Adversarial and Random Transformations for Robust Domain Adaptation and Generalization

TL;DR

This paper demonstrates that combining simple random data augmentation with a differentiable adversarial augmentation method significantly improves domain adaptation and generalization performance, robustness, and outperforms existing methods.

Contribution

It introduces a differentiable adversarial augmentation technique using spatial transformer networks and shows that combining it with random augmentation achieves state-of-the-art results.

Findings

State-of-the-art results on multiple DA and DG benchmarks

Enhanced robustness to data corruption

Simple random augmentation combined with adversarial methods outperforms complex search-based approaches

Abstract

Data augmentation has been widely used to improve generalization in training deep neural networks.
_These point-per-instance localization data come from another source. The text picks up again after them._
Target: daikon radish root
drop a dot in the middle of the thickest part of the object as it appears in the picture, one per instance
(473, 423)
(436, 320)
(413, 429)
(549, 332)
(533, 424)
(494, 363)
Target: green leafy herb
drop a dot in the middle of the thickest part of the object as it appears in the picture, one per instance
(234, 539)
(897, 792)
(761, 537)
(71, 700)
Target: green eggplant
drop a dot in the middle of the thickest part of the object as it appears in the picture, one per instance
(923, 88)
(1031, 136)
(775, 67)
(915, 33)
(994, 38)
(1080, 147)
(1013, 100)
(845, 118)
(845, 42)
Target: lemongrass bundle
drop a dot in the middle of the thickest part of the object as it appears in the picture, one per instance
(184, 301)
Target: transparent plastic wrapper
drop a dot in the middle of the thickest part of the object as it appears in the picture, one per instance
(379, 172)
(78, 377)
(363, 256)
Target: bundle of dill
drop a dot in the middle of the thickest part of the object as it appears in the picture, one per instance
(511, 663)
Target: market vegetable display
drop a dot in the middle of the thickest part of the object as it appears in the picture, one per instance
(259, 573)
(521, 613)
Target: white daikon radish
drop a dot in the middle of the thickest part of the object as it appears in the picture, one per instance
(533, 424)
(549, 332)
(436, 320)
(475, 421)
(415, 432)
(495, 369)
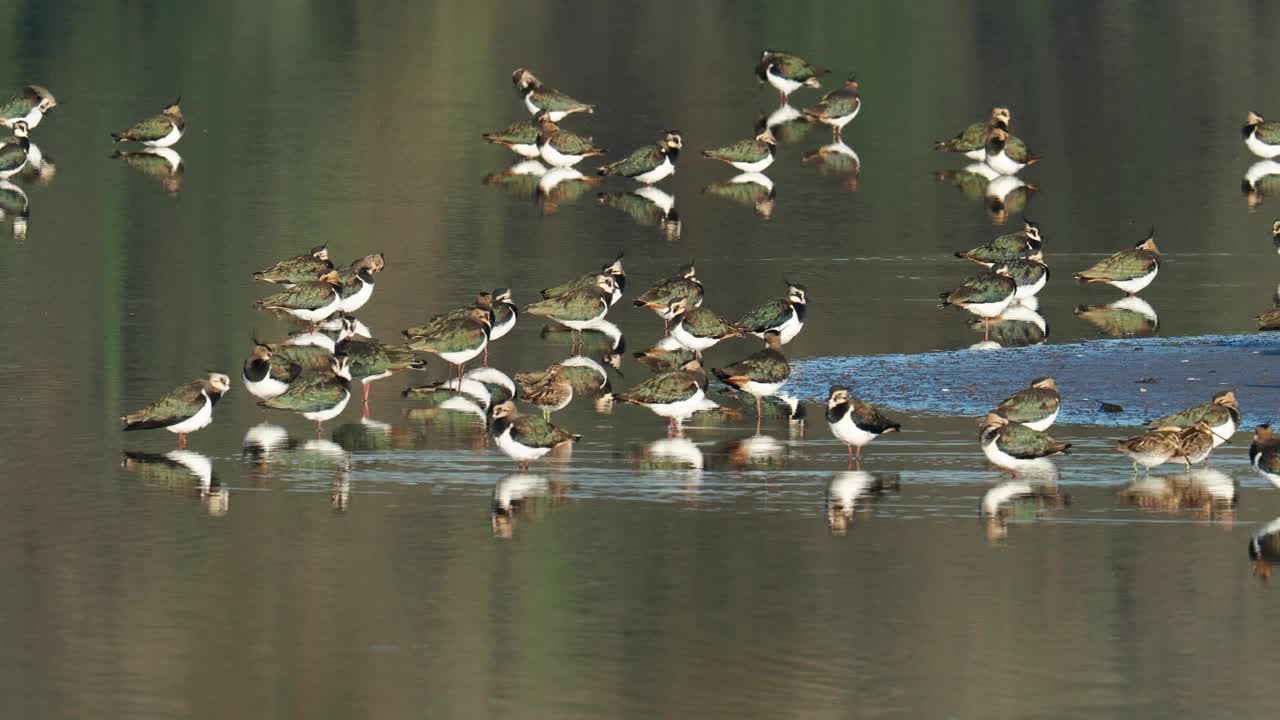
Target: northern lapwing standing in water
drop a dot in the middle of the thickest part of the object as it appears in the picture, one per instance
(760, 374)
(972, 141)
(357, 282)
(28, 105)
(661, 297)
(1128, 270)
(748, 155)
(183, 410)
(561, 147)
(673, 395)
(1008, 154)
(1014, 446)
(1008, 246)
(548, 390)
(1261, 137)
(156, 131)
(1034, 406)
(311, 301)
(784, 315)
(14, 151)
(579, 309)
(268, 376)
(525, 438)
(1221, 413)
(318, 396)
(699, 328)
(1151, 449)
(1265, 452)
(855, 423)
(837, 108)
(519, 137)
(986, 296)
(588, 279)
(456, 340)
(300, 268)
(787, 72)
(650, 163)
(542, 99)
(370, 360)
Recent works show that using worst-case transformations or adversarial augmentation strategies can significantly improve the accuracy and robustness. However, due to the non-differentiable properties of image transformations, searching algorithms such as reinforcement learning or evolution strategy have to be applied, which are not computationally practical for large scale problems. In this work, we show that by simply applying consistency training with random data augmentation, state-of-the-art results on domain adaptation (DA) and generalization (DG) can be obtained. To further improve the accuracy and robustness with adversarial examples, we propose a differentiable adversarial data augmentation method based on spatial transformer networks (STN). The combined adversarial and random transformations based method outperforms the state-of-the-art on multiple DA and DG benchmark datasets. Besides, the proposed method shows desirable robustness to corruption, which is also validated on commonly used datasets.